Conclusions—This first demonstration of increased circulating levels of C-C chemokines in CHF with particularly high levels in patients with severe disease may represent previously unrecognized pathogenic factors in CHF.
Growing evidence suggests that immunologic and inflammatory responses may play a pathogenic role in the development of CHF. For example, recent observations suggest that proinflammatory cytokines (eg, TNF-α and IL-1) are capable of modulating cardiovascular functions by a variety of mechanisms.1 Activation of leukocytes and migration of these cells from the circulation to areas of myocardial inflammation appear to be an important factor in the immunologic responses in CHF.2 3 This leukocyte activation includes granulocytes and T-lymphocytes as well as monocytes. In fact, the activation of monocytes with infiltration into the vessel wall is an early and crucial event in the development of atherosclerosis.4 Monocyte/macrophage activation has also been implicated in the development of acute coronary events,5 and interactions between activated monocytes and human myocardium have been found in CHF independent of the cause of heart failure.3 Also, it has been suggested that activated monocytes and macrophages are important cellular sources for the increased levels of circulating proinflammatory cytokines (eg, IL-1 and TNF-α) found in CHF patients.6 7 These findings may suggest that an adaptive function of monocytes/macrophages may change into a maladaptive and contribute to the progression of CHF.
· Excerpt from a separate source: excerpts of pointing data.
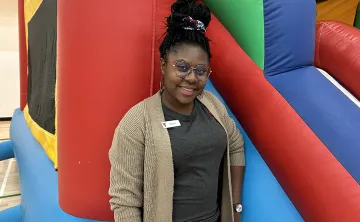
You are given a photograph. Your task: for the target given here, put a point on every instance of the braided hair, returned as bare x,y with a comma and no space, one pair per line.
186,24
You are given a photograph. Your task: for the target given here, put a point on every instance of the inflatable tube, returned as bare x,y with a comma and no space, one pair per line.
288,145
6,150
263,198
22,55
104,68
38,179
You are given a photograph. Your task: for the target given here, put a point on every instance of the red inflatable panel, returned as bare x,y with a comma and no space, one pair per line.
338,53
22,55
320,188
105,59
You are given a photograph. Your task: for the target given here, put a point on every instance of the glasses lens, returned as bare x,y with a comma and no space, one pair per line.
202,72
183,68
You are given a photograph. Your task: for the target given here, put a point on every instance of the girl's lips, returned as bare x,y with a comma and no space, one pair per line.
187,91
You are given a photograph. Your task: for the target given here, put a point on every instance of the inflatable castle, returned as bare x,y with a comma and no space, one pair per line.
291,84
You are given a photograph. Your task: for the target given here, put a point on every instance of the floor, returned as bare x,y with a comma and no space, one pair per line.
9,178
340,10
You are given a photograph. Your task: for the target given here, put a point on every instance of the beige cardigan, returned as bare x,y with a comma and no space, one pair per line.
142,176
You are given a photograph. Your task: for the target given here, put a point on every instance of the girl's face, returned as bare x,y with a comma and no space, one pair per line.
185,72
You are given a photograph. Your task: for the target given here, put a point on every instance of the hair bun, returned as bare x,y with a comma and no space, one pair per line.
183,8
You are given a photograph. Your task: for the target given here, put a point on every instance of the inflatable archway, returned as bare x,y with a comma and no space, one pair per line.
271,68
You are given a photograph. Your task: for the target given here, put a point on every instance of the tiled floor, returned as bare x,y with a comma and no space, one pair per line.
9,177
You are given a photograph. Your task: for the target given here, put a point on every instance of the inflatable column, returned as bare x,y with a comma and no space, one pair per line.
105,66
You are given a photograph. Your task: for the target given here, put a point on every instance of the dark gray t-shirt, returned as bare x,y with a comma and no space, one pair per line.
198,146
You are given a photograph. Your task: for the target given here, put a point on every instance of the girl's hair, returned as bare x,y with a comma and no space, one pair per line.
186,24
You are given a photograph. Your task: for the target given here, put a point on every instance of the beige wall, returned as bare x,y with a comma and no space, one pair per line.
9,58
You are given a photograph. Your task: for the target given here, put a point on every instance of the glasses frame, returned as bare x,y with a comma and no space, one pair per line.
192,68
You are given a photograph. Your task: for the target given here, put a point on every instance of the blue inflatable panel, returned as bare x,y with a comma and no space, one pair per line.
289,27
38,179
12,214
6,150
332,116
263,198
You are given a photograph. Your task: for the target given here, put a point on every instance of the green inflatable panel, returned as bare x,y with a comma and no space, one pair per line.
244,19
357,17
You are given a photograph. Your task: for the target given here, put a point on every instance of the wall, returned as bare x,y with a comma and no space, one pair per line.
9,58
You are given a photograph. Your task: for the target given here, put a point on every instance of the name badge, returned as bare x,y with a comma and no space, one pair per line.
171,124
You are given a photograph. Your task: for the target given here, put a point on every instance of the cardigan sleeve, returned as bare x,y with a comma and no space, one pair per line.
236,142
126,157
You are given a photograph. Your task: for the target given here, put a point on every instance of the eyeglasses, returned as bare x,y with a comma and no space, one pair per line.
183,69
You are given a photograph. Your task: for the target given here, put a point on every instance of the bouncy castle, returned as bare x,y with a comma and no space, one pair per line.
291,84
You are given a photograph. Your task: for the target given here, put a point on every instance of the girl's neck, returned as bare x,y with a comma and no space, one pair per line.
173,104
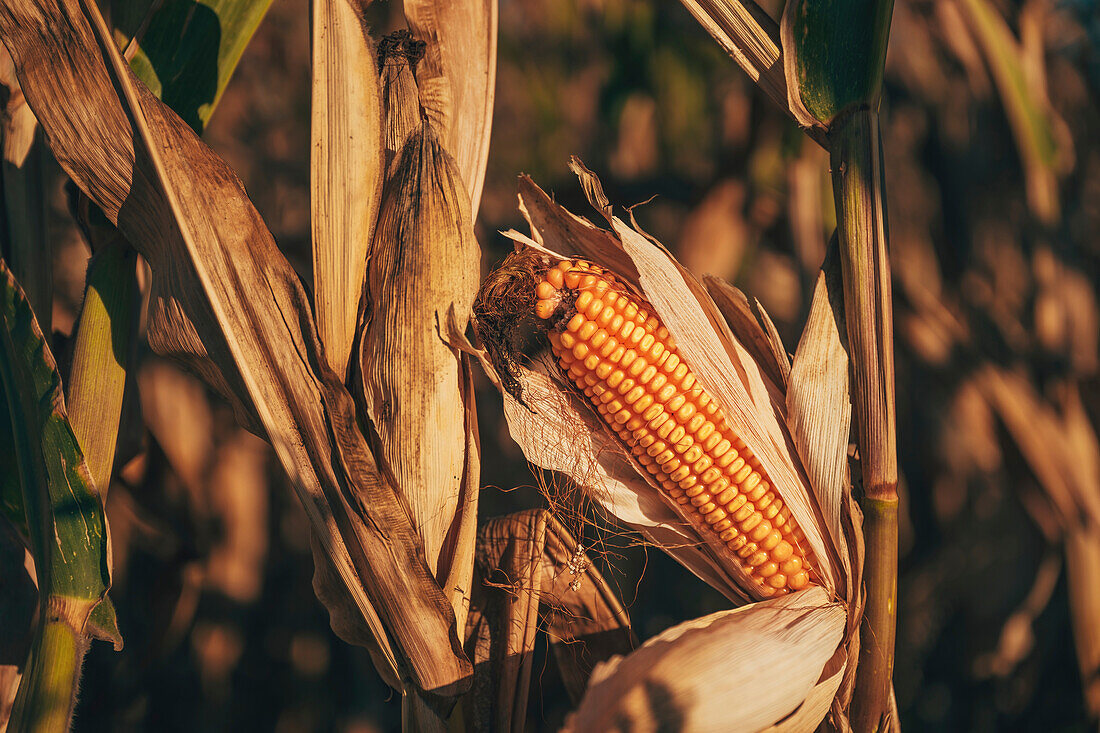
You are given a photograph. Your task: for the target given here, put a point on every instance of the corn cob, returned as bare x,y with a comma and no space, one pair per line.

Chemokines are a family of small molecular mass proteins (8 to 16 kd), which are classified in subfamilies on the basis of their conservation of a four-cysteine motif and of their ability to cause the directed migration of leukocytes in vitro.8 The C-C chemokines are potent chemoattractants of monocytes but may also modulate other functions of this cell population such as generation of ROS and cytokine production.8 9 Thus in view of existing knowledge on the participation of monocytes and proinflammatory cytokines in the pathogenesis of CHF, it is tempting to hypothesize that these C-C chemokines may play a role in the recruitment and activation of monocytes/macrophages in this disease. There are some in vitro data suggesting that MCP-1 may be involved in the pathogenesis of atherosclerosis.4 10 However, to our knowledge, no in vivo data exist on C-C chemokine levels in CHF. In the present study we attempted to study the possible role of C-C chemokines in CHF by different experimental approaches.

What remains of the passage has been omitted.